Aftergood finds the use of P2P to deliver the documents a good move and calls it part of the evolutionary cycle of online technology, in which tools and services that are controversial -- such as pornography -- lead the way in getting people to adapt to new technologies. Pornography, for example, had a role in pushing broadband into more homes.
"These questionable uses help win acceptance for new technology, and then others follow in their footsteps. If (outragedmoderates) provides an after-the-fact (legitimization) for P2P, that's great," Aftergood said.
Although Anderson is a Democrat, his site supports no particular political stance. It doesn't need to, he says, because the principles behind it find support among people of all political beliefs.
"There's a lot of people of both parties and independent parties who are saying that the things Bush has done on a number of issues is going beyond what mainstream Americans are willing to go along with," Anderson said.

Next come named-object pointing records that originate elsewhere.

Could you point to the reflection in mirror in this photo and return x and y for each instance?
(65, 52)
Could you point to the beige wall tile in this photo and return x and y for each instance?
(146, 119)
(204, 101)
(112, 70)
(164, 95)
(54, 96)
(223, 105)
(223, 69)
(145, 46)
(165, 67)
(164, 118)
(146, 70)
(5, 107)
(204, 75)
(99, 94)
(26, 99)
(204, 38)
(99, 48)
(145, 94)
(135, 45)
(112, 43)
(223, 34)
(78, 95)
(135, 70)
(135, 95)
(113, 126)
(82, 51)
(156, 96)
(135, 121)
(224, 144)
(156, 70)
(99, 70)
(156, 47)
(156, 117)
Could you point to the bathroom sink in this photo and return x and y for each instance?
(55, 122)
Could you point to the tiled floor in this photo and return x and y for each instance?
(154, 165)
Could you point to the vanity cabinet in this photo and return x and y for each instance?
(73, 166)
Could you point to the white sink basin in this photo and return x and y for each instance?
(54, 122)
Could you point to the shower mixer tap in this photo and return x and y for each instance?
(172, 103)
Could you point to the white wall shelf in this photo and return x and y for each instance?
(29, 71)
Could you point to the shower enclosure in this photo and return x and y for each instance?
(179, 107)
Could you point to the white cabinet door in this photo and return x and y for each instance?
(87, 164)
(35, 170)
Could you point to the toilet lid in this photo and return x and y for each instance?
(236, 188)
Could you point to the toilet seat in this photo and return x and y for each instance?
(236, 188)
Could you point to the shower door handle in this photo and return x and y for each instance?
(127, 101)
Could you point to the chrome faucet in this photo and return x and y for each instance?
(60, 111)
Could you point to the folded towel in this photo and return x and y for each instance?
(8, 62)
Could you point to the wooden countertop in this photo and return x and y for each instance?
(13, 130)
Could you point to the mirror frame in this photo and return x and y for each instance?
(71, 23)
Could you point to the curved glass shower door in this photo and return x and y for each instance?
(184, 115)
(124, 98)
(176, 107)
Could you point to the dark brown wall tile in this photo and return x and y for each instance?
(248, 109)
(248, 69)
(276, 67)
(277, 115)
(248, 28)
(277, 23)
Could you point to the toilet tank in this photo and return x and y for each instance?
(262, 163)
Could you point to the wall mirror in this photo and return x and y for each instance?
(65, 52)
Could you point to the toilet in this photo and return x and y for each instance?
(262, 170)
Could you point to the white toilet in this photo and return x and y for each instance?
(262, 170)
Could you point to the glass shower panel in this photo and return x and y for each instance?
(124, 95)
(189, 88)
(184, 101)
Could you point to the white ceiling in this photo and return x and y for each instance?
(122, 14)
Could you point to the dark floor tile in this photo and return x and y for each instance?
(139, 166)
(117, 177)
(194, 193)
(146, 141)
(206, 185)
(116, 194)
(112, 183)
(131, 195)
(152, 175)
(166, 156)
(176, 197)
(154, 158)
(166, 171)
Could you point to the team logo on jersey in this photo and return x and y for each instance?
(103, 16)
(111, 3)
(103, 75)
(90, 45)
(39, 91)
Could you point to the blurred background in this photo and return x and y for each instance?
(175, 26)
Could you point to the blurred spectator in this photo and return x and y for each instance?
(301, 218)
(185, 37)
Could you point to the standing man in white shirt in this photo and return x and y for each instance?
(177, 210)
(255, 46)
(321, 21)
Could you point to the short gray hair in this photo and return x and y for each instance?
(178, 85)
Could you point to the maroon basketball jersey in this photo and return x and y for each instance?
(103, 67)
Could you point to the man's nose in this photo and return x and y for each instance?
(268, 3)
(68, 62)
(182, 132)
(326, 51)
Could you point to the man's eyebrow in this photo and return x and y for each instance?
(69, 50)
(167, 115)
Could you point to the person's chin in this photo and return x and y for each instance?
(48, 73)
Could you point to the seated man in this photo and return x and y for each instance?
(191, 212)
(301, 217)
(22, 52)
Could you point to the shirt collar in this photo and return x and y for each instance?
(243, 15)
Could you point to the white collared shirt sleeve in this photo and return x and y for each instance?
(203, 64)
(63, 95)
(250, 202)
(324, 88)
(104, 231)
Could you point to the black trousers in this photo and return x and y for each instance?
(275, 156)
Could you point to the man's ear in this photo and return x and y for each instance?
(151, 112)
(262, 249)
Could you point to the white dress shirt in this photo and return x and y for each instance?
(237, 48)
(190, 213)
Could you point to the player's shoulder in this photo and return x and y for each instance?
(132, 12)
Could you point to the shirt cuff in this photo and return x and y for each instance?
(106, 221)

Anderson said his goal is to help people obtain the information they need to speak up about what the government is doing wrong. He's encouraged that more and more people are doing so.
"Compared to a year ago when any criticism of the government was viewed with skepticism and accusations that you were being unpatriotic or unsupportive, I think it's great that people are starting to step out and say this is what our country is about. Being able to criticize our government is what makes us different from a dictatorship in the Middle East."